Num inquérito que realizei a 1520 pessoas de ambos os sexos que vivem em relação conjugal (formal ou não) e em que ambos os elementos trabalham fora de casa, as tarefas que mais frequentemente são citadas pelos homens como sendo da sua responsabilidade são: conduzir a família em viagem (81%), lavar e cuidar do carro (75%), pequenos arranjos dos equipamentos domésticos (66%), ir às repartições públicas (54%), fazer os churrascos (52%), levar as crianças a espectáculos desportivos (51%) e engraxar os sapatos (50%). O que ressalta desta lista de tarefas é, sobretudo, a sua descontinuidade, mas também a sua distância relativamente à casa. O seu carácter esporádico resulta de não possuirem uma periodicidade imposta. Os espaços em que se desenrolam, a estrada, o quintal, a garagem, a repartição pública, o estádio, são exteriores à casa (com a eventual excepção dos arranjos ou do engraxar dos sapatos que, de qualquer maneira, não têm que forçosamente ser feitos dentro de casa, como o são o limpar o pó, aspirar, arrumar, etc.). Trata-se, em resumo, de tarefas que se cumprem fora de casa e cujos conteúdos não têm uma obrigatoriedade pré-estabelecida.

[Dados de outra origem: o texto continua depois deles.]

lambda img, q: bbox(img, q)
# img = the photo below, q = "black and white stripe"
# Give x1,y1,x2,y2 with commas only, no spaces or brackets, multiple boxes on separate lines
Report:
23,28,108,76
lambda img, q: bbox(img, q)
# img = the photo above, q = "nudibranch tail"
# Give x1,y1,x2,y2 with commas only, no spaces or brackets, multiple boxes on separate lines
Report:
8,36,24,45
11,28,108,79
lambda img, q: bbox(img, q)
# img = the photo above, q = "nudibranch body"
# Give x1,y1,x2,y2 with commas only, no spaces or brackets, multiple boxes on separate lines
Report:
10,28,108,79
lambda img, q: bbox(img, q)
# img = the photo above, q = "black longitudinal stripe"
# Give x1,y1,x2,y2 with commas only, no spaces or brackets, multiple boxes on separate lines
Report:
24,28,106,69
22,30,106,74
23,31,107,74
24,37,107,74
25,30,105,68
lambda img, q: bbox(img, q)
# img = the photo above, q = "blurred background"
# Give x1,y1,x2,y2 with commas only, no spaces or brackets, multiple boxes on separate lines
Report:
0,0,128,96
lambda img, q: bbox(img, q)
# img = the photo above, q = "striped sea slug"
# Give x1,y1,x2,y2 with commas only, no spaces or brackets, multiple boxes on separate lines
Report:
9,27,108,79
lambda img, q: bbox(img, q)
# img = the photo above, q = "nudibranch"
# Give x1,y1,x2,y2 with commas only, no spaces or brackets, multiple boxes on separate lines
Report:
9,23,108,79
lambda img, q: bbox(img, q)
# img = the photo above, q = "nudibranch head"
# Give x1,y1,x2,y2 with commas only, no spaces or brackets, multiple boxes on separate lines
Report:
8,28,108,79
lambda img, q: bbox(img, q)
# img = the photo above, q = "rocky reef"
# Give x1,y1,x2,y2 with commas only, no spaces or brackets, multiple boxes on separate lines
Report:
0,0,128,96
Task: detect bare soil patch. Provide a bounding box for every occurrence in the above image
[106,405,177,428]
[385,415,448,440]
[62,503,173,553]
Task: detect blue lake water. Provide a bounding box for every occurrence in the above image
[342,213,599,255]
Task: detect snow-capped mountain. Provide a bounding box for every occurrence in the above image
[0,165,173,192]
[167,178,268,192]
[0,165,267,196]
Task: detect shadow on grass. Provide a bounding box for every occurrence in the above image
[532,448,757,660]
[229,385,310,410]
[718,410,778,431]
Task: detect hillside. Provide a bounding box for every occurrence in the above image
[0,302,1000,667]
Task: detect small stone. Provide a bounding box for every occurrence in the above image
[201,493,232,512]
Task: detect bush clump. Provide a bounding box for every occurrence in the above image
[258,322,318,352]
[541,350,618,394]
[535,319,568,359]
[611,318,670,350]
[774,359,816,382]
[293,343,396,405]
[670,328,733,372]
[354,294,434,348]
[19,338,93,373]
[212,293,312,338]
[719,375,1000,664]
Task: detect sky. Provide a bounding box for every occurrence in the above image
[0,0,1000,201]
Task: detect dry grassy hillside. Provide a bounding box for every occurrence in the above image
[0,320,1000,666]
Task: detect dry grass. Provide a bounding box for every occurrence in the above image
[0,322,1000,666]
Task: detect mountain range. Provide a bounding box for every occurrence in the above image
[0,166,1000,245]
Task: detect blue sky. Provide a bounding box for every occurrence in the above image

Podemos dizer que, em parte como corolário destas duas características, as tarefas realizadas pelos homens acabam por ter uma visibilidade completamente diferente das tarefas de cumprimento diário obrigatório que são da responsabilidade quase exclusiva das mulheres (cuidar das toalhas e das roupas de uso diário e planear os menus, para além do cozinhar, arrumar a banca da cozinha depois das refeições, etc.). "O trabalho de uma mulher nunca está feito" diz o ditado (apetece acrescentar "por um homem"), porque o ciclo das tarefas que o compõem é muito curto, obrigando por vezes à repetição das tarefas várias vezes ao longo do dia (cozinhar, pôr a mesa, lavar, limpar e arrumar a louça).
Em entrevistas com mulheres operárias fabris, pude aperceber-me que o mesmo fenómeno de invisibilidade toca o destino dos seus salários. Estes destinam-se ao "governo do dia-a-dia", à compra dos bens de consumo imediato (alimentação, vestuário, calçado). Há uma despesa fixa que tende a sair do seu salário — a mensalidade da ama/creche/infantário/colégio, etc. — , como se tivesse que ser penalizada por exercer uma profissão.
Em oposição, ou de forma complementar, dirão alguns, o salário dos seus companheiros destina-se, depois de ele tirar para si a parte a que se acha com direito, sobretudo ao pagamento de despesas fixas (especialmente a renda ou a amortização do empréstimo da casa ou a prestação do automóvel ou da câmara de vídeo, etc.).
O salário da mulher desaparece na voracidade do consumo quotidiano, o do homem permanece bem à vista, incorporado nos bens de consumo duradouro. Em caso de divórcio, ele reivindicará a posse daqueles objectos, pagos com o ‘seu’ salário; ela perguntar-se-á em vão para onde foi o seu salário.
Da diferente natureza das tarefas realizadas pelas mulheres e pelos homens, resulta a grande diferença do tempo consumido por umas e outros com o trabalho doméstico. Objectar-se-á que isso se deve ao facto de os homens trabalharem mais horas. Ora, os dados de que dispomos quanto à ocupação do tempo no trabalho doméstico não corroboram esta ideia. Se existisse alguma correlação entre o número de horas que as mulheres e os homens trabalham e o nível de responsabilização do trabalho doméstico, então os homens portugueses deveriam estar entre os que mais tarefas domésticas desempenham e, no entanto, o seu nível de participação, avaliado em estudo recente, coloca-os no penúltimo lugar entre os países da UE, imediatamente antes dos seus vizinhos de Espanha, país em que se verifica a mais baixa taxa de actividade feminina.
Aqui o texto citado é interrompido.